Artinya, "Ketika seorang pemimpin setelah berdiskusi berpandangan bahwa yang terbaik bagi rakyatnya adalah tidak menghadapi musuhnya dengan cara berperang, maka ia memiliki wewenang untuk melakukan perjanjian damai dengan mereka dengan ketentuan yang tidak melanggar nash syariat." (Fiqhus Sirah, [Beirut, Darul Fikr: 2019], halaman 175).
 

Dalam forum Bahtsul Masail Kubra yang diadakan Pondok Pesantren Lirboyo dan diikuti puluhan pondok pesantren se-Jawa dan Madura pada 13 Desember 2023, terjadi pembahasan terkait konflik antara Palestina dan Israel, secara lebih spesifik membahas langkah apa yang dirasa paling tepat dan efektif yang harus dilakukan pemerintah dan kaum muslim di Indonesia untuk membantu Palestina.
 

Forum tersebut memutuskan bahwa bagi pemerintah Indonesia, langkah yang harus diambil adalah mengupayakan gencatan senjata, menghentikan konflik, dan memperjuangkan kemerdekaan Palestina.
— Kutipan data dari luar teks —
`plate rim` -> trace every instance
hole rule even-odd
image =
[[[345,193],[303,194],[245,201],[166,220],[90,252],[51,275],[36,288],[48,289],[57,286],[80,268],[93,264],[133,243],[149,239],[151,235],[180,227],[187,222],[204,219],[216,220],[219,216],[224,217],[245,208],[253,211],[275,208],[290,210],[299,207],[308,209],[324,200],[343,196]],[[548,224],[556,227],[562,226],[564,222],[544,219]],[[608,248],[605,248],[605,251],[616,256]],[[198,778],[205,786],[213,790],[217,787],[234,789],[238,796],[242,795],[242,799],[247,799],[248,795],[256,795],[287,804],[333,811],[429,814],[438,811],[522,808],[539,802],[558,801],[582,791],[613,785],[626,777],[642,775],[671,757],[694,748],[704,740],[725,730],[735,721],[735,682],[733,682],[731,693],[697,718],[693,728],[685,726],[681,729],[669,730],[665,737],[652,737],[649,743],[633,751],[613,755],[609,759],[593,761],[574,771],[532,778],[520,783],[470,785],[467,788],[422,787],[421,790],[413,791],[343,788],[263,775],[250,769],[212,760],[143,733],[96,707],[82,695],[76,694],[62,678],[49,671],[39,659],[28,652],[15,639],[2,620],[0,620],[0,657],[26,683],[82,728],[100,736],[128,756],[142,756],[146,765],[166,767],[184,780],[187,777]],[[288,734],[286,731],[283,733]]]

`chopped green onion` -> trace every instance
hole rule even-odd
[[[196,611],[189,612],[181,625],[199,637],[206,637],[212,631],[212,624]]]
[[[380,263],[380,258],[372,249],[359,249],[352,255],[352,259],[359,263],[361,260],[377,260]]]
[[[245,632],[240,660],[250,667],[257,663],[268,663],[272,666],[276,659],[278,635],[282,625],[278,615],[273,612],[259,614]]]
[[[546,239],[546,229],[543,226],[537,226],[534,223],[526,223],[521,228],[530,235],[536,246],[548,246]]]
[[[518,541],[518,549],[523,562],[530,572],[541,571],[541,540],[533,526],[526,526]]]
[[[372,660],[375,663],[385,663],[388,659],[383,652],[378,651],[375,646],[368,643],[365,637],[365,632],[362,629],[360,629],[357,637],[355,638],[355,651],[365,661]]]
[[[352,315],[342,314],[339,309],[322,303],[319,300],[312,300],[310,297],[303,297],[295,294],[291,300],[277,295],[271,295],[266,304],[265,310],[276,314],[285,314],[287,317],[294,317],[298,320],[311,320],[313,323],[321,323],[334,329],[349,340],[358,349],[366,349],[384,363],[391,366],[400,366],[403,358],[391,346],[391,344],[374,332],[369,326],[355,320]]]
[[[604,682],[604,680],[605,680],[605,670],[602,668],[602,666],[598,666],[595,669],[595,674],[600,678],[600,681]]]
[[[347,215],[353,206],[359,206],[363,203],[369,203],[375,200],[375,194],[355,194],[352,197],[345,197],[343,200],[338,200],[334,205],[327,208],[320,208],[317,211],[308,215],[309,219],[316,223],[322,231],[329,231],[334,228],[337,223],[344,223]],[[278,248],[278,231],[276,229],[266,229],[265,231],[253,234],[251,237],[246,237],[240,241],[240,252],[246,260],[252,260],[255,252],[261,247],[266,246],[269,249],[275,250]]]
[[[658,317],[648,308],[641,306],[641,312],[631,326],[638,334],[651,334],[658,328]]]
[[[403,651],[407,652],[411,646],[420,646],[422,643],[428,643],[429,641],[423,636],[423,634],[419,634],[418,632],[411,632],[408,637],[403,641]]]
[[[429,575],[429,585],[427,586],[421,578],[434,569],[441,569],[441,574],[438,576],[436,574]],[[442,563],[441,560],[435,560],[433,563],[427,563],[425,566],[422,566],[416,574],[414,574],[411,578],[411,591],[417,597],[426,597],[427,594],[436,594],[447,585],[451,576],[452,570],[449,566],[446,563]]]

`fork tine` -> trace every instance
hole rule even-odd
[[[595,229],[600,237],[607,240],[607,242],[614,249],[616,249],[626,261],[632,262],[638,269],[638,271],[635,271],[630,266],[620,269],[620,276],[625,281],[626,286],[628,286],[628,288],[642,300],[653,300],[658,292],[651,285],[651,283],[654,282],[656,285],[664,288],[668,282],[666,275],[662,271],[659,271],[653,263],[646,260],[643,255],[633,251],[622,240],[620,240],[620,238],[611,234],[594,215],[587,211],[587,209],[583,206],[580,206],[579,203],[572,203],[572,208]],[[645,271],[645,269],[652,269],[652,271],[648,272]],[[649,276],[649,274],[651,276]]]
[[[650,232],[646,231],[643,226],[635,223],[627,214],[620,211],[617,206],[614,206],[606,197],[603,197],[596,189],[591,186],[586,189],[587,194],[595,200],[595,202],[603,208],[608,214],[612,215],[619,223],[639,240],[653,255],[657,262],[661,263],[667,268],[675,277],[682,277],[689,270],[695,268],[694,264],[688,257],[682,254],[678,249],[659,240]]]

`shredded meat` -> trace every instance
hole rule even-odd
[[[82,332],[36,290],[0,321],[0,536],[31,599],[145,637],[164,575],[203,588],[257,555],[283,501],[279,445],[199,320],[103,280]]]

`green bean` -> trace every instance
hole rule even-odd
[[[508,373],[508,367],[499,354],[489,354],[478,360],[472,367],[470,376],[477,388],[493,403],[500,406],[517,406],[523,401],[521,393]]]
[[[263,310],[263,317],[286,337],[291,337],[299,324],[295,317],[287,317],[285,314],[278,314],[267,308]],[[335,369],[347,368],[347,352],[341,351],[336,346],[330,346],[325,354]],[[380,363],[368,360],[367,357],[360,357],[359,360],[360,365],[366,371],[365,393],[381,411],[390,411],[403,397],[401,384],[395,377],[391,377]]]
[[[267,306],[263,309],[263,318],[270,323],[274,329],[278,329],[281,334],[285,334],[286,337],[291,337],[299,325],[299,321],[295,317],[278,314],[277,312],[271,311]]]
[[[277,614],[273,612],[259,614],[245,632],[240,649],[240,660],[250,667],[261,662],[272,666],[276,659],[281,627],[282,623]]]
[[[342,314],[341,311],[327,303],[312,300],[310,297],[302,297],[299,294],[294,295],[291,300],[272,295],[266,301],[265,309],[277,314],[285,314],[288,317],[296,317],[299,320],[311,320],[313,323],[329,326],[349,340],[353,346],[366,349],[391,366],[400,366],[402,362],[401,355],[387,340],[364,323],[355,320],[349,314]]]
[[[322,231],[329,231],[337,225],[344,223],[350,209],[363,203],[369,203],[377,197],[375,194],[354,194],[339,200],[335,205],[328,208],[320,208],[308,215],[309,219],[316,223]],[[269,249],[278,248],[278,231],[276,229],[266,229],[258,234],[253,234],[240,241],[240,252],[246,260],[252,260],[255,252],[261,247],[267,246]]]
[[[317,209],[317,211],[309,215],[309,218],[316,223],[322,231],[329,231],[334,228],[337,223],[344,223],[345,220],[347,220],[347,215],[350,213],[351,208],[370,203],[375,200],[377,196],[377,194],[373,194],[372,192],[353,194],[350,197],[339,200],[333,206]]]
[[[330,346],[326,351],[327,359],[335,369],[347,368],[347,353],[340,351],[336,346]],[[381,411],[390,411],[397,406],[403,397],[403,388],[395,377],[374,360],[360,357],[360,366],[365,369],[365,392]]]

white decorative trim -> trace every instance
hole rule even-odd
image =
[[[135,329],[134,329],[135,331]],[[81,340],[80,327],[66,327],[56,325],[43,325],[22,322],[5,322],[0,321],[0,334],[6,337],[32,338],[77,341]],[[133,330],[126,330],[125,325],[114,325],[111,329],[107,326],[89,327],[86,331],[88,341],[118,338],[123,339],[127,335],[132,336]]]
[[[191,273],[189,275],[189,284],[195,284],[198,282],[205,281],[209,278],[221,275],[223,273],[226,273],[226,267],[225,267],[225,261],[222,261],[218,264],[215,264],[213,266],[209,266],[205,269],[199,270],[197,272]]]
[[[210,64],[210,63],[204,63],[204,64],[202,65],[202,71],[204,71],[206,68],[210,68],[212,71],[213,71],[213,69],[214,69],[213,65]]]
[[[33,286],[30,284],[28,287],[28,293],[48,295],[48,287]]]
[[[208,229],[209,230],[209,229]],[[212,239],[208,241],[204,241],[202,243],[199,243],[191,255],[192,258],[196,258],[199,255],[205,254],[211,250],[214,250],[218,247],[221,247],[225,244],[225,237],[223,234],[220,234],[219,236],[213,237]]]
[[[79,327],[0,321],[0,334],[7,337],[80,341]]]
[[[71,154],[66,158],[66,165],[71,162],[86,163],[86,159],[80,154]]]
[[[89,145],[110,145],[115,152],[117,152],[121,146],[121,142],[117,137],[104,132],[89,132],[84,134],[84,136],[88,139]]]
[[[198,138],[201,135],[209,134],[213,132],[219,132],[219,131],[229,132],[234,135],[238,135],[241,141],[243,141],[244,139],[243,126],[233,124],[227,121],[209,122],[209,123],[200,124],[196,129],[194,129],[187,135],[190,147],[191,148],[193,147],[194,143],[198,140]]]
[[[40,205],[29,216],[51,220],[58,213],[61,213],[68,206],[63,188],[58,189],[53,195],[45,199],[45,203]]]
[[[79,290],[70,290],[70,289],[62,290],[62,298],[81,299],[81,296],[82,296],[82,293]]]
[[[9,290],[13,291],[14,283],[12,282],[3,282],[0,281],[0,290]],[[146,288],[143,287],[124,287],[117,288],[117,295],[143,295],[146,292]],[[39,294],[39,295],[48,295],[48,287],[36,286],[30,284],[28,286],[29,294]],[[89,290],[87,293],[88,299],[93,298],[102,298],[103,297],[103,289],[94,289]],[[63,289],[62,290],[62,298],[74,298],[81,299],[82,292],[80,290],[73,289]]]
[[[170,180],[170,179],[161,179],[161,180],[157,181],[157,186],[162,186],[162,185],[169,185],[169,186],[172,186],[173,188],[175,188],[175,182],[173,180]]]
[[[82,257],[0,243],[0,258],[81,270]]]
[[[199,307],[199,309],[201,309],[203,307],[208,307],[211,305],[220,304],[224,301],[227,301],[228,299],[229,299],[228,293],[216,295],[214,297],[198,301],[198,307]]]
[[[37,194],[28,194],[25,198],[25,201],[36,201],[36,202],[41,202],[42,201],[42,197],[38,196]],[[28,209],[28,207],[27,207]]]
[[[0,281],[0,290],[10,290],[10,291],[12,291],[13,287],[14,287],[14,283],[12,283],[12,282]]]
Yaitu melalui berbagai jalur diplomasi negara-negara dan kelompok-kelompok keagamaan di dunia, mendorong Dewan Keamanan PBB untuk lebih efektif mewujudkan perdamaian serta menggalang dana bantuan kemanusiaan untuk rakyat Palestina. Sedangkan bagi rakyat Indonesia, mendukung dan membantu segala ikhtiar yang dilakukan pemerintah. 
 

Hal lain yang perlu diperhatikan adalah memastikan bahwa bentuk dukungan dan kepedulian kita terhadap saudara-saudara yang negaranya tengah dilanda konflik tidak boleh melanggar aturan hukum baik itu di negara kita, negara tertuju, maupun hukum internasional.
 

Membahas konflik di negara-negara tersebut bukan sekadar memetakan persoalan geopolitik, tetapi juga menyentuh dimensi moral, kemanusiaan, dan agama.
 

Sebagai seorang muslim, mencurahkan perhatian pada isu ini dirasa cukup penting mengingat pergolakan ini terjadi di daerah saudara seiman kita. Karena itu, mengangkat tema ini dalam diskusi publik dapat menjadi salah satu usaha untuk memberikan pemahaman yang lebih mendalam kepada masyarakat sekaligus menyerukan perdamaian yang berkeadilan bagi seluruh pihak yang terlibat.
 

Secara lebih spesifik pelibatan diri dalam konflik negara lain akan di akan dibahas Musyawarah Nasional Nahdhatul Ulama (Munas NU) yang akan digelar pada 5-7 Februari 2025 mendatang.​​​​
 

 

Ustadz Rif'an Haqiqi, Wakil Sekretaris LBM PWNU Jawa Tengan dan Pengajar di Pondok Pesantren Ash-Shiddiqiyyah Berjan, Purworejo.